Managing Editor | cds020@latech.edu

love a good story. Whether in books, movies, video games or comics, a well-told story can draw me into it until I almost believe it’s real.

Part of my passion for stories comes from the idea that the good ones, no matter how fantastical, convey messages of real-world significance inside their fictional packaging.

These insightful glimpses of reality inside imaginary worlds are the focus of my Fact In Fiction columns. The first of these columns tells a story of two men, one regrettably fictional, and the other even more regrettably real.

I’m talking, of course, about Superman and Donald Trump.

Let me explain.

In 2013, “Injustice: Gods Among Us,” a DC Comics fighting game, hit the shelves with grand commercial success. Soon after, “Injustice”-themed comic books followed suit.

The storyline of “Injustice” presented the next generation’s take on the Man of Tomorrow, a much darker one. After suffering enormous loss, Superman (albeit one from an alternate universe) decides to eliminate war and crime once and for all by forcibly seizing control of the world.

His intentions are noble at first. He simply wants the world to be better, and he enforces his vision by deposing dictators across the globe.

But slowly the power corrupts Superman, leading him to commit such atrocities as killing fellow superheroes and “making an example” of the cities he used to protect.

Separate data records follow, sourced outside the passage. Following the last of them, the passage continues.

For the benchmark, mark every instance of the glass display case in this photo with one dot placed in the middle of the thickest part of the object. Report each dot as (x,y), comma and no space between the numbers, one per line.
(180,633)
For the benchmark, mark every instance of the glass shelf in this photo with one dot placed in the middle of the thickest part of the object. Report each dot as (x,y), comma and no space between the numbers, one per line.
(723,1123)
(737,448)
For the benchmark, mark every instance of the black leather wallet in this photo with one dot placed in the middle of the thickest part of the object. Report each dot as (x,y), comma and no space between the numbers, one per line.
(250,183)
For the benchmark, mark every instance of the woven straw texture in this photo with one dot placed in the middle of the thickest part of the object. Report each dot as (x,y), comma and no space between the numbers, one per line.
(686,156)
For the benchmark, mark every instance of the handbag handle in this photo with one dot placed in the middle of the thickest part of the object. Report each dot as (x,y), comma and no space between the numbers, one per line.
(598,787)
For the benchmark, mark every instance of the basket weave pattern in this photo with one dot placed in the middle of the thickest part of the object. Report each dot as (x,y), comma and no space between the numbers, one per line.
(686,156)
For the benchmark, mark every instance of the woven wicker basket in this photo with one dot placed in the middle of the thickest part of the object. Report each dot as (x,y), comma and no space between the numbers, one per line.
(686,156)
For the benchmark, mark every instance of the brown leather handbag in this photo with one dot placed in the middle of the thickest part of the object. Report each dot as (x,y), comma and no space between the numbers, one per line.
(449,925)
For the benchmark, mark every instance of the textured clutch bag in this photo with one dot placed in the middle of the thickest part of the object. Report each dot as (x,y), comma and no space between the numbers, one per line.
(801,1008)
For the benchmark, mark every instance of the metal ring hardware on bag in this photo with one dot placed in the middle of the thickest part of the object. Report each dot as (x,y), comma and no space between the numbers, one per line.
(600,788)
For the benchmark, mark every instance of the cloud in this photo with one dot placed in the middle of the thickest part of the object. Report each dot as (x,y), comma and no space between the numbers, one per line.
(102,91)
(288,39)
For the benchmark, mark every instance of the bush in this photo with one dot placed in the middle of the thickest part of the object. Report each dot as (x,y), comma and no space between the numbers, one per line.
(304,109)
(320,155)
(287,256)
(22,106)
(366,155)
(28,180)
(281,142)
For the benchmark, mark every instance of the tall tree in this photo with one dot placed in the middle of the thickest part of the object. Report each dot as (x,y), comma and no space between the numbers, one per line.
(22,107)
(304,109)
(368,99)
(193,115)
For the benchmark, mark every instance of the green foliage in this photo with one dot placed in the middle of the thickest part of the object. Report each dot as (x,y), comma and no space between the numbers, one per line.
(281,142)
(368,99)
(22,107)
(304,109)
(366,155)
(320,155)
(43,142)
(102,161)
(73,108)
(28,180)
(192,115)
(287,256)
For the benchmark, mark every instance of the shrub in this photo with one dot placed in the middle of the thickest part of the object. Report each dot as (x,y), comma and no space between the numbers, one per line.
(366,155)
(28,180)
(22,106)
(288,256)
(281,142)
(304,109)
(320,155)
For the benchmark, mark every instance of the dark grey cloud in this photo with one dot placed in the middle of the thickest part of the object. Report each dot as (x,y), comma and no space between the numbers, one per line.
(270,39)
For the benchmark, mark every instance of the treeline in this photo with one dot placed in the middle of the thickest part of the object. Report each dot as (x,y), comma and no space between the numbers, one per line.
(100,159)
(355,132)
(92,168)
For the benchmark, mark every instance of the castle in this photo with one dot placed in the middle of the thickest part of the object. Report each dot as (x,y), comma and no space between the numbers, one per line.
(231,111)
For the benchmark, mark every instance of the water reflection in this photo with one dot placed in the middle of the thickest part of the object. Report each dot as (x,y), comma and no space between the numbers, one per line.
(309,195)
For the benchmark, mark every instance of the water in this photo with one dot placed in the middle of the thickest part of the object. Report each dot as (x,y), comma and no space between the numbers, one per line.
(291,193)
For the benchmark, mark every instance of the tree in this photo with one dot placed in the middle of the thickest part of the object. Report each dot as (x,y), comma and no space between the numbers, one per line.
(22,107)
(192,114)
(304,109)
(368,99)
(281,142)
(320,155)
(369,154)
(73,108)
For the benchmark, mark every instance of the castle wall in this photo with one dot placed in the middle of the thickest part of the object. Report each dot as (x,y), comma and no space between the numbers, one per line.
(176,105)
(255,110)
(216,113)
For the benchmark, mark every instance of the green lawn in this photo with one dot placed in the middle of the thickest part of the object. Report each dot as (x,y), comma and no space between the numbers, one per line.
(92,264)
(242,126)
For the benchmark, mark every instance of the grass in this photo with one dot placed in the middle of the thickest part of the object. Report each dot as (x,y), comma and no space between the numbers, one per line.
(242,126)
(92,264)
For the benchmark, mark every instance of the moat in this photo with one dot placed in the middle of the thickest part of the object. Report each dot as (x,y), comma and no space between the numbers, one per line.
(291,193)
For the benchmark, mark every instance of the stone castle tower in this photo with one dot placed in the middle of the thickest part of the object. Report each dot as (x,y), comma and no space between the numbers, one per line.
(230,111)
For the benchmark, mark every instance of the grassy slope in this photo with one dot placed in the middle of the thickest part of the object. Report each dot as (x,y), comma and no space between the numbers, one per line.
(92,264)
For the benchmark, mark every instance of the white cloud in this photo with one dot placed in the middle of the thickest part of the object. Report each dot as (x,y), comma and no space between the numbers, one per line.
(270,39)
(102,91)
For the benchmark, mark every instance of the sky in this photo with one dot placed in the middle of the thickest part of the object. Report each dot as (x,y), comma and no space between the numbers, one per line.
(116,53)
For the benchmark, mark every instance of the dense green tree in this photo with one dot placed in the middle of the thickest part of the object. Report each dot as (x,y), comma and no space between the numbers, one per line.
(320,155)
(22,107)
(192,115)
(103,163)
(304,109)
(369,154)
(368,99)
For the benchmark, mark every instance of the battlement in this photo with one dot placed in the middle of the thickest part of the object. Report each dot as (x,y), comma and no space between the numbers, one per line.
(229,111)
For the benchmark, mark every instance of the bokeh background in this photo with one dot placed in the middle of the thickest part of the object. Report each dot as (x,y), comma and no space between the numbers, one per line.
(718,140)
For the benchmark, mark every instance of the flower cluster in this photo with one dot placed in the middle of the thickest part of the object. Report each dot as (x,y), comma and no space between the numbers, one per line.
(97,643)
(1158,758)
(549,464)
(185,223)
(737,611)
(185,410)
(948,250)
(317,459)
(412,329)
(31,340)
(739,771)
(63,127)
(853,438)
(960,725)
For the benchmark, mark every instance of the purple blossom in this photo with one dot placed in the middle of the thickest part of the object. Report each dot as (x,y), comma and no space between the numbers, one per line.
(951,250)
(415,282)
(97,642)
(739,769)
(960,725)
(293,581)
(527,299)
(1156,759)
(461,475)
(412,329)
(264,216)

This idea of questioning Superman’s place in the world looks to be a theme explored in the new “Batman vs. Superman” film premiering this month, and parts of it sound a lot like my impression of this election year’s most controversial Presidential candidate.

When I listen to Donald Trump speak, I hear a self-appointed Superman. Trump asks his supporters to stop placing their faith in society, or in themselves, or in the governmental system. Trump wants America’s faith to be in one person: Trump.

Trump claims he can single-handedly lift America from its current state and restore it to its former glory. He vows to do what he thinks needs to be done, and he’s hinted that he’ll go around the law to do it. God knows it wouldn’t be his first time.

Trump paints himself as a real-life Superman, a man who is somehow capable of doing things for the country that no one else can do.

In many ways, Trump is akin to this new version of Superman, only without the powers, charm or good intentions. Oh, and Superman’s hair is better.

The Man of Steel is eventually defeated, his regime overthrown, and the world restored to independence. If becoming the world’s lone savior didn’t work for Superman, how can it possibly go well if Trump gets the chance?